Fonda Lee Guest Post–“The Case for YA Science Fiction”

On a recent plane ride home from a major book festival, I ended up chatting with a woman next to me who had also been at the festival. “So, what do you write?” she asked, when she discovered I was an attending author. I reluctantly told her that I write science fiction and fantasy. “Oh, that explains why I didn’t see you on any panels this weekend,” she said. “I don’t read that stuff. Except for Harry Potter, of course. I’ve read all the Harry Potter books.”

This is why I generally avoid talking to strangers on the airplane.

There’s no question, however, that young adult fantasy is one of the largest, most lucrative categories in fiction publishing, exploding since J.K. Rowling changed the game in 1997. Some of the biggest names in speculative fiction work almost exclusively in the field—authors like Holly Black, Cassandra Clare, Laini Taylor, Leigh Bardugo, Sarah Maas, and Maggie Stiefvater to name just a few. They top bestseller charts, win awards, and headline festivals. The biggest recent YA novel to hit the shelves, Tomi Adeyemi’s debut fantasy Children of Blood and Bone, was a whopping seven-figure deal optioned by Hollywood before it was even published.

As for YA science fiction? Three years ago, when my second novel was on submission, nearly every rejection I received boiled down to, “We’re not looking for science fiction.” Naturally, being an insecure early career author, I was tempted to think this was code for, “We think your writing is garbage,” but by then, my first novel had been published to some acclaim and won awards, so I had more reason to believe my agent when he did his best to reassure me.

“You’re writing in a genre that makes people nervous,” he told me. “I’ve had to battle against folks who say things like, ‘Sci-fi is too hard,’ or, ‘I just don’t know how to market sci-fi to teens.’” Ever optimistic, he ended with, “Regardless, we’ll find the perfect home for this one.”
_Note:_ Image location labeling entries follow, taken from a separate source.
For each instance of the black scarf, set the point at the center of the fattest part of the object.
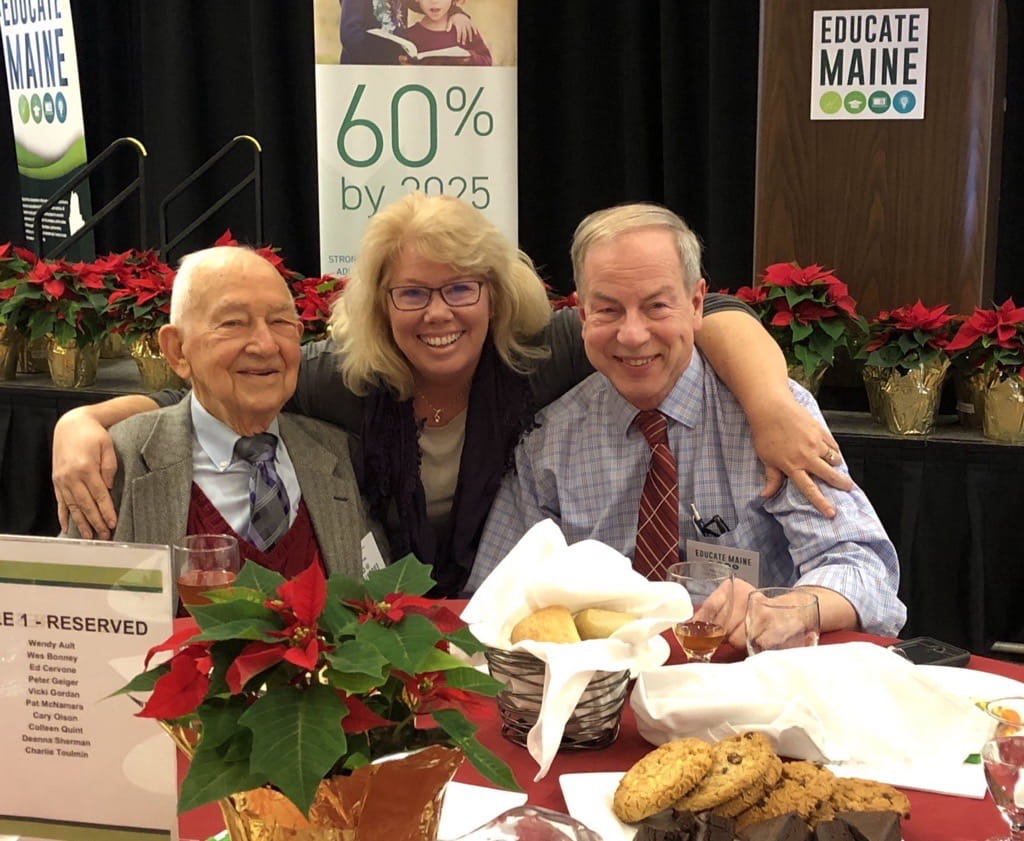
(500, 411)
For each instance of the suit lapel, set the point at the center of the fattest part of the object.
(162, 495)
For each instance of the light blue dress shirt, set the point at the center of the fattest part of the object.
(224, 477)
(585, 468)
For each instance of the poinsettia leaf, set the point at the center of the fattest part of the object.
(297, 738)
(438, 661)
(212, 776)
(406, 576)
(406, 645)
(337, 619)
(461, 731)
(353, 658)
(143, 682)
(473, 680)
(263, 581)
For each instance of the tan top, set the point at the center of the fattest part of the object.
(440, 454)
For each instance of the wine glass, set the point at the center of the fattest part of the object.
(1004, 761)
(710, 587)
(204, 562)
(781, 618)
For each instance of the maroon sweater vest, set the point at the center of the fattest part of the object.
(289, 556)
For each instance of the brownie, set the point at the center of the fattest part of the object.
(786, 827)
(834, 831)
(872, 826)
(713, 827)
(665, 826)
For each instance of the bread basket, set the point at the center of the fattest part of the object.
(594, 722)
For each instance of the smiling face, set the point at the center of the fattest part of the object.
(237, 339)
(441, 343)
(435, 10)
(638, 319)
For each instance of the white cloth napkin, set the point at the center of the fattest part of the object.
(542, 571)
(854, 704)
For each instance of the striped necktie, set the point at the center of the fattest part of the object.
(657, 527)
(267, 498)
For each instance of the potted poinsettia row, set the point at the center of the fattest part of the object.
(906, 351)
(73, 306)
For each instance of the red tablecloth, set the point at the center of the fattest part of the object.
(935, 817)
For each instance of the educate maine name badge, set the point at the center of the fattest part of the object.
(76, 621)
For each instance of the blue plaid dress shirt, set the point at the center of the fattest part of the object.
(585, 468)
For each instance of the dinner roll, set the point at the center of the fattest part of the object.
(551, 624)
(596, 623)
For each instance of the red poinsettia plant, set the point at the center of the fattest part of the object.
(139, 302)
(908, 336)
(313, 297)
(55, 297)
(292, 681)
(808, 310)
(15, 264)
(990, 340)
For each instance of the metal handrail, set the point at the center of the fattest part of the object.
(66, 190)
(254, 177)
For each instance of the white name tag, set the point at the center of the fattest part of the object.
(372, 557)
(745, 562)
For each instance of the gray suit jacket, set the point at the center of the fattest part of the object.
(153, 486)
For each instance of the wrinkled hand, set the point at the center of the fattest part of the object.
(465, 31)
(790, 440)
(84, 466)
(735, 623)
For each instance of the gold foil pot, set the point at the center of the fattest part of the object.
(154, 370)
(395, 799)
(872, 385)
(811, 380)
(73, 366)
(11, 342)
(1003, 418)
(907, 403)
(33, 355)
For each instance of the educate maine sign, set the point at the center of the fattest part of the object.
(868, 65)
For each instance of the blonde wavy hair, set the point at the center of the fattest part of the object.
(610, 222)
(446, 230)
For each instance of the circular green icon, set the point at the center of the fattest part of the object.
(855, 101)
(879, 101)
(830, 101)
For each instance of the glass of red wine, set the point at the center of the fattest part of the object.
(711, 589)
(204, 562)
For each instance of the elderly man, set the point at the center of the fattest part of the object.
(596, 450)
(226, 461)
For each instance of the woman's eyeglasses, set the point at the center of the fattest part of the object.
(459, 293)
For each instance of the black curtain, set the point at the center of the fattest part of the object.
(616, 101)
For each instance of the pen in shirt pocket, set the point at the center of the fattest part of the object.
(714, 528)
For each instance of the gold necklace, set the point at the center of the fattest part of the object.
(438, 412)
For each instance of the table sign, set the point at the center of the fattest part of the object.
(76, 621)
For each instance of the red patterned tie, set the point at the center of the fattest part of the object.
(657, 528)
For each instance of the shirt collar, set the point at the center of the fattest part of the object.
(216, 438)
(684, 403)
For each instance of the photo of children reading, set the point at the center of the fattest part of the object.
(436, 41)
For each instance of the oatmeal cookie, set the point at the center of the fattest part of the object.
(739, 762)
(660, 778)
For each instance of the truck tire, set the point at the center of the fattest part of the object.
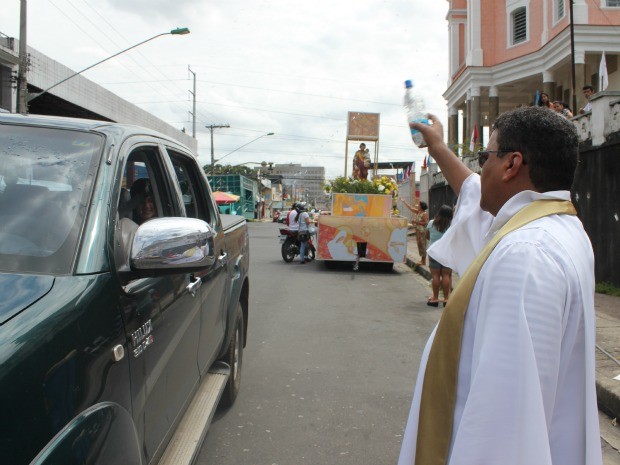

We did; that book, Exo, sold to an editor at Scholastic who believed in it a hundred percent, and all’s well that ends well. But for a while, I had a frustrating front row view into the disparity between the two sides of the genre coin. While fantasy is more popular and more lucrative in the adult speculative fiction field as well, the imbalance seems to be worse in YA. Readers of adult fantasy often also read YA fantasy, and numerous authors are successfully published in both categories: Brandon Sanderson, Neil Gaiman, V. E. Schwab, Kate Elliott, and Daniel José Older jump to the top of my mind with little effort. In contrast, few authors cross between adult and YA science fiction. (I only managed to come up with Paolo Bacigalupi and Cory Doctorow.)
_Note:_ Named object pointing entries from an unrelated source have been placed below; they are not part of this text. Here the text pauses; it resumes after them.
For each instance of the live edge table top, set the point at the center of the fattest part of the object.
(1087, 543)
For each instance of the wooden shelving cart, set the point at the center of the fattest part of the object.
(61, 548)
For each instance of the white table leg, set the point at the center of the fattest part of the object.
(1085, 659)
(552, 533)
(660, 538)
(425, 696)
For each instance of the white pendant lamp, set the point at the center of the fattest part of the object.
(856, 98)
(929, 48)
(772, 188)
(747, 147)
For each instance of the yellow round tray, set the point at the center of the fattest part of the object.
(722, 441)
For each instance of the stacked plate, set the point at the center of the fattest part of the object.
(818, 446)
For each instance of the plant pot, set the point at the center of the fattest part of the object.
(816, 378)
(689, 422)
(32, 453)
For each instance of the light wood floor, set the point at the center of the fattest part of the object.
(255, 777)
Why, at a time when we have a new Star Wars movie seemingly every six months, and teen-centered films A Wrinkle in Time and Ready Player One are box office successes, do we not have more breakout YA sci-fi books? I refuse to believe that the core ideas of science fiction—technology, society, change, and exploration—do not resonate with an activist generation that is growing up with smartphones in hand. That bleak cousin of science fiction, dystopia, hit its peak in YA with The Hunger Games and Divergent, but remains robust and in no danger of going out of style anytime soon. Yet as a whole, YA sci-fi lags well behind YA fantasy when it comes to publishing industry love and mainstream market success.
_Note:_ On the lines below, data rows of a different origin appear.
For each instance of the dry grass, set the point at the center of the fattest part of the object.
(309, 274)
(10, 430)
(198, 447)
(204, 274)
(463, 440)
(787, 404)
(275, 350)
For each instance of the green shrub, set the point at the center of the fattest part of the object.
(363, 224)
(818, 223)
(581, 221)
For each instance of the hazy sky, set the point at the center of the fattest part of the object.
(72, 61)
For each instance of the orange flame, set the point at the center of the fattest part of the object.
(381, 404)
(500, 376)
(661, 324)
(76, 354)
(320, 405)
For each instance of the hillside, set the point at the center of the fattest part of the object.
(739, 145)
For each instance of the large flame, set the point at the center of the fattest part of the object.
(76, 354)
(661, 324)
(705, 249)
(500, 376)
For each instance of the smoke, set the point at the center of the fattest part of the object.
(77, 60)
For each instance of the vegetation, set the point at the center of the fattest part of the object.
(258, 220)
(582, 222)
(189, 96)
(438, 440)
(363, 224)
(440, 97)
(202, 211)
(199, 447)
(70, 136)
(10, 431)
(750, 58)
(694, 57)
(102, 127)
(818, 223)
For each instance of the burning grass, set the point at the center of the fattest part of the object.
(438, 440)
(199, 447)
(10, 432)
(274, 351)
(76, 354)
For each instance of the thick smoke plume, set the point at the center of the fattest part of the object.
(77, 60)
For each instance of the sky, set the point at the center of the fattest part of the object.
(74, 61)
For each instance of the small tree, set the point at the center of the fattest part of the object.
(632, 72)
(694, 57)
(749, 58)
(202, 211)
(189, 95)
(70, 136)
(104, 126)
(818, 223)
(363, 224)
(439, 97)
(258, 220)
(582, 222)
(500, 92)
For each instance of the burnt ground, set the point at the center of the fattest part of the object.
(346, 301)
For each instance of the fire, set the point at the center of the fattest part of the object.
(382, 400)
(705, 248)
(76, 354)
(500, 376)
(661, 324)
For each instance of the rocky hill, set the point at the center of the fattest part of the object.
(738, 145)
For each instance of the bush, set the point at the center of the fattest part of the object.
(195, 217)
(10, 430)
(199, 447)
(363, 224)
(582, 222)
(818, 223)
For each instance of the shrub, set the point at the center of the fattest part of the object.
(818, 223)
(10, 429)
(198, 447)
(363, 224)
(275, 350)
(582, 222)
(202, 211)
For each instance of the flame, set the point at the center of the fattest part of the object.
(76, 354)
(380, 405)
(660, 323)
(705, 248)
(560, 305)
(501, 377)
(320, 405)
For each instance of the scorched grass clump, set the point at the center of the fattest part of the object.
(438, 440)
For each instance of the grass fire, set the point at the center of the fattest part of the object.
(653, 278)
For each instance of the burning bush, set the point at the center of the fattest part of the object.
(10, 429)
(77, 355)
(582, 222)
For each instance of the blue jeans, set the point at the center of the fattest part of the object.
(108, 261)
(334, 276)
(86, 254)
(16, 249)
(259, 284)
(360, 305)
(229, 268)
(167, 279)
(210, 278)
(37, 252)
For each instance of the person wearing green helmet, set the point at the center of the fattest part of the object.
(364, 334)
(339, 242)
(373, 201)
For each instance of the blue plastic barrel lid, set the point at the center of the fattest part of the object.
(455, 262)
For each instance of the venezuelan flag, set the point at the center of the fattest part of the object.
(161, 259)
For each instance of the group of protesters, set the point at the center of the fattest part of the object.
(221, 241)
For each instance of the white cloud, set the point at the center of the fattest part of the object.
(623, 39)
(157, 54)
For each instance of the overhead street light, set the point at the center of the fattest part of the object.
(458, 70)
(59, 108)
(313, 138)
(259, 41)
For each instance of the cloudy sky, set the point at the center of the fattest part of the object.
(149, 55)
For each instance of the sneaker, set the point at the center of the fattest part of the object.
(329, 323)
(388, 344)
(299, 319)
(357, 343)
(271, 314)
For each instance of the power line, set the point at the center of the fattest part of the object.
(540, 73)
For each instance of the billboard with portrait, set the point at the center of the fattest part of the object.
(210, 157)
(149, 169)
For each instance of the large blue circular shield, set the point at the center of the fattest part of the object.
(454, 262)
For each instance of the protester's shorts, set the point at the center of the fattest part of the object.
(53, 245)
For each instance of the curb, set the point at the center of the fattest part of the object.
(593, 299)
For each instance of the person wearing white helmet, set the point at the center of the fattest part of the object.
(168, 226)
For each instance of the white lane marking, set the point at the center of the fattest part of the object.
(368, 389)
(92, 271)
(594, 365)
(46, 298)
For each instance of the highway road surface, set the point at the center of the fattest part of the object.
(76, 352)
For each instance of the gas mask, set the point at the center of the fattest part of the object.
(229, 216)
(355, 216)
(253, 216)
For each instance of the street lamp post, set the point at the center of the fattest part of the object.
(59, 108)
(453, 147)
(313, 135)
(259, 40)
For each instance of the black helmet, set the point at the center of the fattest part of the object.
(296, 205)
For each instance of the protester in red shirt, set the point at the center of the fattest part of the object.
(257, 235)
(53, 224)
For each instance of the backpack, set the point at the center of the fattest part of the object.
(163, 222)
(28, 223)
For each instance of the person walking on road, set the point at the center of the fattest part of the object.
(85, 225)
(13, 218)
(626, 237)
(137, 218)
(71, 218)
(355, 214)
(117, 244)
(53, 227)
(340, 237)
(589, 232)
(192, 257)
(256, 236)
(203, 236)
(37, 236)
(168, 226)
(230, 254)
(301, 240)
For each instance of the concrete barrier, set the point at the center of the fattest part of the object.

Perhaps authors and publishers believe that magic is simply more accessible to a younger audience than science. It’s rare for me to find a YA science fiction novel in which believable technology plays any substantial part in the world building. What results is a dynamic like this:

How does the wand work?

Adult fiction: It’s magic.

YA fiction: It’s magic.

How does the spaceship work?

Adult fiction: With a matter-antimatter rocket providing constant acceleration at 9.8 m/s² the Tsiolkovsky rocket equation can be employed to describe the final/initial mass expressed in terms of effective exhaust velocity V, acceleration A, and distance traveled D between the beginning and end of the rocket burn . . .

YA fiction: It’s magic.

As someone who reads both adult and YA science fiction, I’ve found myself frustrated on both sides of the aisle. I’ve come across quite a lot of young adult science fiction wrapped in the trappings of the genre—spaceships, planets, etc.—but lacking positive inclusion of actual science or technology, the sense of questioning and extrapolation of the future, the pointed observations of society that great science fiction has always given us.

On the other hand, the “trickle up” effect that we see in fantasy, in which adult fiction is adopting the pacing, narrative immediacy, and youthful characters of YA (think S. A. Chakraborty’s City of Brass, Fran Wilde’s Horizon, Rati Mehrota’s Markswoman, just for starters) is largely absent in adult science fiction. The lauded “crossover” zone that draws on both YA and adult readers seems to be slim to non-existent in science fiction. (Pierce Brown’s Red Rising series may be the only notable exception, and please don’t start down the path of arguing that we should introduce teen readers to the genre by starting them on the “classics.”)

I’ve come to the inescapable conclusion that many YA sci-fi writers don’t read adult science fiction, and many adult science fiction writers rarely go into the YA section of the bookstore.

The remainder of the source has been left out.